How does ACSO’s operating cash flow stack up against its debt?

ACSO’s debt levels have fallen from $15M to $9M over the last 12 months , which is made up of current and long term debt. With this debt repayment, ACSO’s cash and short-term investments stands at $6M for investing into the business. On top of this, ACSO has produced $18M in operating cash flow during the same period of time, leading to an operating cash to total debt ratio of 1.9x, meaning that ACSO’s current level of operating cash is high enough to cover debt. This ratio can also be a sign of operational efficiency as an alternative to return on assets. In ACSO’s case, it is able to generate 1.9x cash from its debt capital.

Can ACSO pay its short-term liabilities?

Looking at ACSO’s most recent $11M liabilities, it seems that the business has been able to meet these commitments with a current assets level of $17M, leading to a 1.53x current account ratio. Generally, for electronic equipment, instruments and components companies, this is a reasonable ratio since there is a bit of a cash buffer without leaving too much capital in a low-return environment.

AIM:ACSO Historical Debt Nov 30th 17
AIM:ACSO Historical Debt Nov 30th 17

Does ACSO face the risk of succumbing to its debt-load?

With debt reaching 45.18% of equity, ACSO may be thought of as relatively highly levered. This is not unusual for small-caps as debt tends to be a cheaper and faster source of funding for some businesses. No matter how high the company’s debt, if it can easily cover the interest payments, it’s considered to be efficient with its use of excess leverage. A company generating earnings after interest and tax at least three times its net interest payments is considered financially sound.
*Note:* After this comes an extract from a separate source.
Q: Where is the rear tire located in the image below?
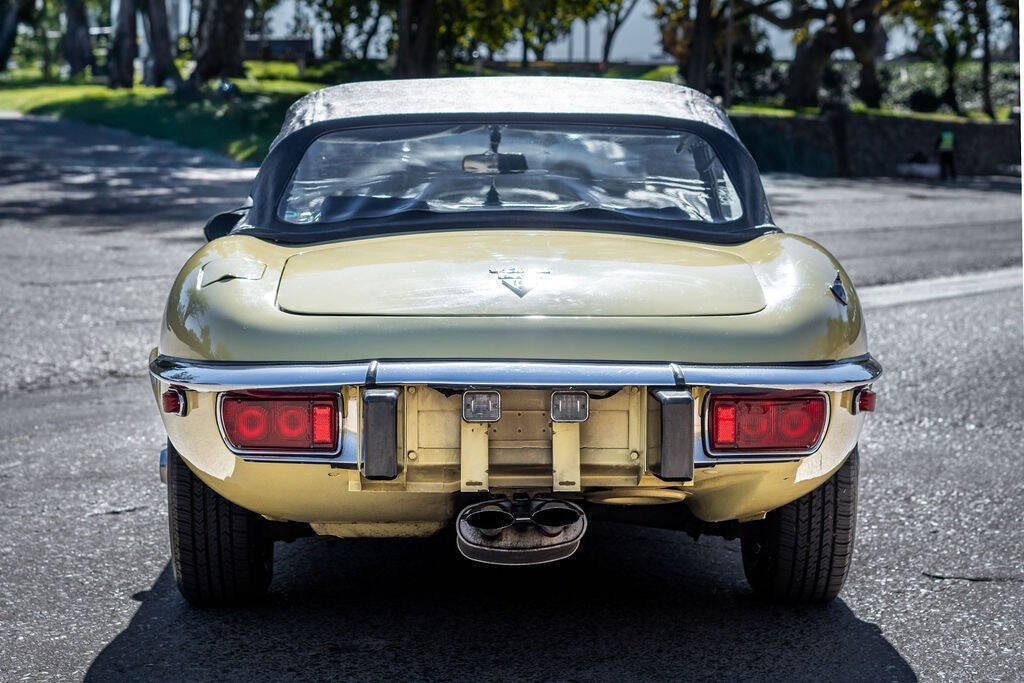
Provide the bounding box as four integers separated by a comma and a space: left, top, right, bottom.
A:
742, 449, 859, 603
167, 442, 273, 607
In ACSO’s case, the ratio of 24.25x suggests that interest is excessively covered, which means that debtors may be willing to loan the company more money, giving ACSO ample headroom to grow its debt facilities.

Next Steps:

Are you a shareholder? Although ACSO’s debt level is towards the higher end of the spectrum, its cash flow coverage seems adequate to meet obligations which means its debt is being efficiently utilised. Since there is also no concerns around ACSO’s liquidity needs, this may be its optimal capital structure for the time being. In the future, its financial position may change. You should always be keeping on top of market expectations for ACSO’s future growth on our free analysis platform.
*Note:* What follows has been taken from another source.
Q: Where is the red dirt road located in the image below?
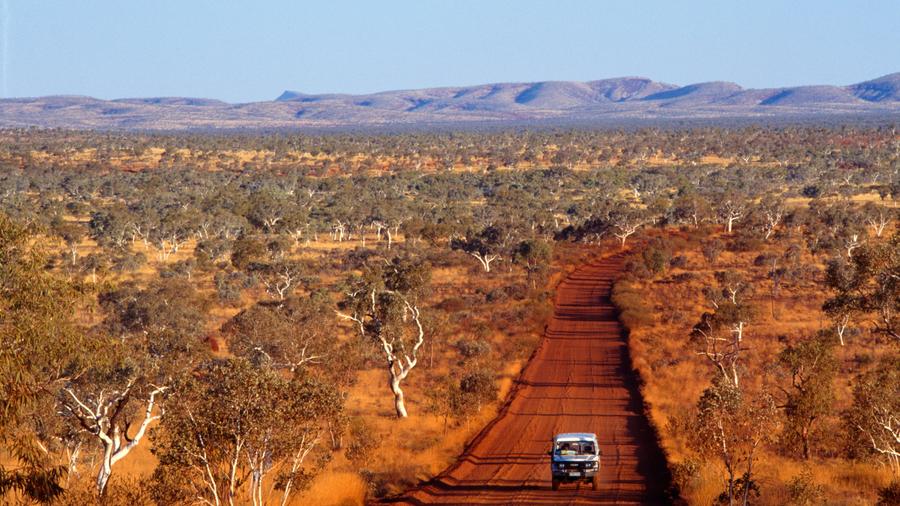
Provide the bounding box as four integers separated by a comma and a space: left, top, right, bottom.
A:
397, 256, 669, 504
Are you a potential investor? Investors shouldn’t be put off by ACSO’s high debt levels based on this simple analysis. High level of cash generated from operating activities indicates its debt funding is being effectively used. Furthermore, the company exhibits an ability to meet its near term obligations should an adverse event occur. In order to build your conviction in the stock, you need to further examine the company’s track record. You should continue your analysis by taking a look at ACSO’s past performance analysis on our free platform to conclude on ACSO’s financial health.


To help readers see pass the short term volatility of the financial market, we aim to bring you a long-term focused research analysis purely driven by fundamental data. Note that our analysis does not factor in the latest price sensitive company announcements.

The author is an independent contributor and at the time of publication had no position in the stocks mentioned.